Le voyage continue... L'aventure est au-delà de toutes mes attentes...
L'eau ne cesse de me tendre des embûches. Cette mousson qui mouille
tout, déluge d'une ampleur telle que l'on pourrait se croire sous
la mer, les marais, les gués incessants, la rage pour contourner
les falaises. Le terrain est impraticable au cœur des jungles du
Nord. Je me perds cent fois, je m'enfonce parfois jusqu'aux genoux dans
la terre gorgée d'eau. Tout pourrit, les pieds sont gluants et
quand le ciel s'arrête de pleurer, c'est l'étuve à nouveau.
Et quelques brigands, un peu inquiétants, sur les sentiers, loin de tout. La peur au
ventre, on avance, l'air sûr de soi. Vigilance de tous les instants.
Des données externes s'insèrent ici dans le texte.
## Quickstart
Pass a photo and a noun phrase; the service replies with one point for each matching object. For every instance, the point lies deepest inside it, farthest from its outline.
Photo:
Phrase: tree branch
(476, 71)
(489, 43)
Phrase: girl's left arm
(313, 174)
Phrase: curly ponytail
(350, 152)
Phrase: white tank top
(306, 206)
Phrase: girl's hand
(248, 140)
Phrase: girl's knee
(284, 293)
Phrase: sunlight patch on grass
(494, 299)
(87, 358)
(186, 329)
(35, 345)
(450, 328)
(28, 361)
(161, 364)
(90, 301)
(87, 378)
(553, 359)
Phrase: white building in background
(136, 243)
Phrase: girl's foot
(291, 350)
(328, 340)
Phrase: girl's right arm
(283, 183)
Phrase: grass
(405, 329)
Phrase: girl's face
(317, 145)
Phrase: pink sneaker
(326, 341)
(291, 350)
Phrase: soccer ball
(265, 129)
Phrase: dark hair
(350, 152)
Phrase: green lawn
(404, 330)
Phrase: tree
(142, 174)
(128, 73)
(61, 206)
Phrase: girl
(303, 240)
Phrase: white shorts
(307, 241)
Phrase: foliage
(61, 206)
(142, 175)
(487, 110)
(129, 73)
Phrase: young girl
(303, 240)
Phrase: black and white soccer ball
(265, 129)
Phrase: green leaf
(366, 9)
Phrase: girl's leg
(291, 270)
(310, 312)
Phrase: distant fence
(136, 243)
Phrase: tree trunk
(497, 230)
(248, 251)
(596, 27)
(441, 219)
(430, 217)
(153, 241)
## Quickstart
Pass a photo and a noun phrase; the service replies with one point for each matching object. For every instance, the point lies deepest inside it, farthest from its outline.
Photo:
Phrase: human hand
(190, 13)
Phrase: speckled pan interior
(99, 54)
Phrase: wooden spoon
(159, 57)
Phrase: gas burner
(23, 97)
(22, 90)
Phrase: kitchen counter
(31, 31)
L'esprit nomade, la précarité, l'effort physique, l'incertitude qui
vous plonge dans une angoisse qui ne vous lâche jamais. Mais chaque
moment d'exaltation efface le mauvais souvenir. Seul reste ce qui réjouit
l'âme...
Je suis accueillie par des familles H'mongs, Tay, Jahos, Cuchu, Lu, minorités
qui peuplent les hauts plateaux montagneux du Nord. Agriculteurs pour
la plupart... La vie est souvent misérable, la culture du riz et
du maïs est la seule ressource. Les traditions des minorités
disparaissent peu à peu dans les régions faciles d'accès,
mais ici, loin des sentiers battus, les rites animistes, orchestrés
par les Nong Rua, ou chamans, sont encore vivaces. Août est le mois
des morts: cérémonies, prières ; on dépose
des petits sachets de riz à l'entrée des villages pour l'âme
des défunts. Visions célestes au cœur des petites maisons
sur pilotis, accrochées aux nuages...
Chapelet de kilomètres.
On s'étonne toujours, on s'insurge parfois, mais il n'y a jamais
d'indifférence. Une femme qui voyage à pied, sans enfants
ni mari, c’est impensable au Vietnam. Une femme ne voyage pas seule.
Couplet cent fois répété et que je vais entendre
jusqu'à la fin de mon périple. Effrois, stupeurs, les vieilles
mères me plaignent en me dessinant des larmes sur les joues...
Dans le petit poste de police de Than Uyen, on examine mon passeport dans tous les sens. C'est
la panique, je m'engage dans une restricted area. C'est interdit. Discussion
interminable.
- "C'est à cause de la CIA.", m'explique t-on, "Des
agents ont infiltré le Nord, qui connaissent le dialecte des minorités
et vivent auprès d'elles. Ils distribuaient des tracs, cachaient
des messages sous les pierres à des fins anti-communistes. Le parti
a donc décidé à sa dernière réunion
en 2000 de fermer l'accès aux étrangers hors des sentiers..."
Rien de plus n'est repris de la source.